What's News: Oct 3, 2017

A refugee woman collapses from exhaustion after reaching the shores of Shah Porir Dwip, Bangladesh, on Sunday in a wooden boat from Myanmar.
A refugee woman collapses from exhaustion after reaching the shores of Shah Porir Dwip, Bangladesh, on Sunday in a wooden boat from Myanmar.PHOTO: REUTERS


Move to raise smoking age

The Government presented a Bill yesterday which proposes to raise the minimum smoking age from 18 to 21.

Nearly half of smokers here start to light up on a regular basis between the ages of 18 and 21.


Securing strategic buildings

Iconic landmarks, buildings with heavy footfall and those which house essential services must now be protected by enhanced security, after a new law was passed.

Owners of such infrastructure will be required to work measures such as high-tech video surveillance into the design of their property.

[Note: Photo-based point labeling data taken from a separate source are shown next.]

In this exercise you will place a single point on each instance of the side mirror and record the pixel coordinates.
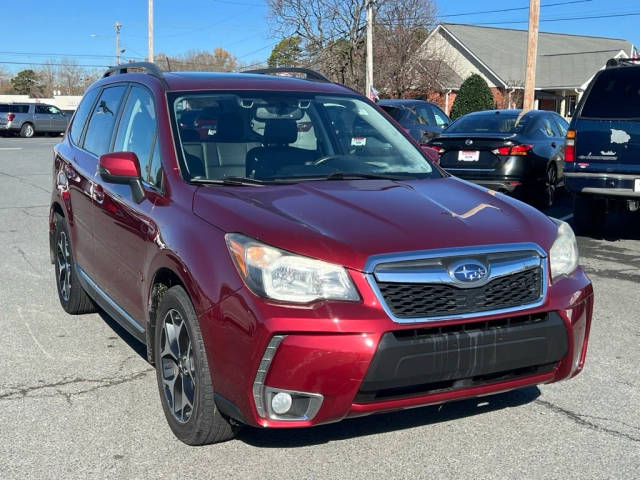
(122, 168)
(431, 153)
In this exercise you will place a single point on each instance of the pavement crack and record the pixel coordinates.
(22, 392)
(580, 420)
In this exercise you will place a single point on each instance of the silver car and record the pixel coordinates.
(27, 119)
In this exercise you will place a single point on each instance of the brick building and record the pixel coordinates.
(565, 64)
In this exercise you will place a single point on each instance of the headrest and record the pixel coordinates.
(229, 128)
(189, 135)
(280, 131)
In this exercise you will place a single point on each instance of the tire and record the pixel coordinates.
(589, 214)
(73, 298)
(27, 130)
(183, 375)
(547, 193)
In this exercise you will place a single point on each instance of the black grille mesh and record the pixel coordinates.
(415, 300)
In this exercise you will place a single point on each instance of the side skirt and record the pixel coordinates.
(114, 310)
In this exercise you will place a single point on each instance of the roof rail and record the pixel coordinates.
(148, 67)
(282, 71)
(622, 62)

Plan to repatriate Rohingya

A senior Myanmar minister has proposed taking back the hundreds of thousands of Rohingya who have fled across the border after a military crackdown, Bangladesh said, but gave no details of how the huge task could be achieved. Bangladesh said the two countries had agreed to set up a working group to coordinate the repatriation.


Nobel Medicine Prize winners

US-born scientists Jeffrey Hall, 72, Michael Rosbash, 73, and Michael Young, 68, have won the 2017 Nobel Prize for Physiology or Medicine for their discoveries of molecular mechanisms controlling biological clocks of human beings. Medicine is the first of the Nobel prizes to be awarded each year.


Building on China's success

China's biggest political event of the year is set for Oct 18, and a key question is how the Communist Party plans to build on past success. More difficult than sustaining growth is economic reform, says Professor John Wong.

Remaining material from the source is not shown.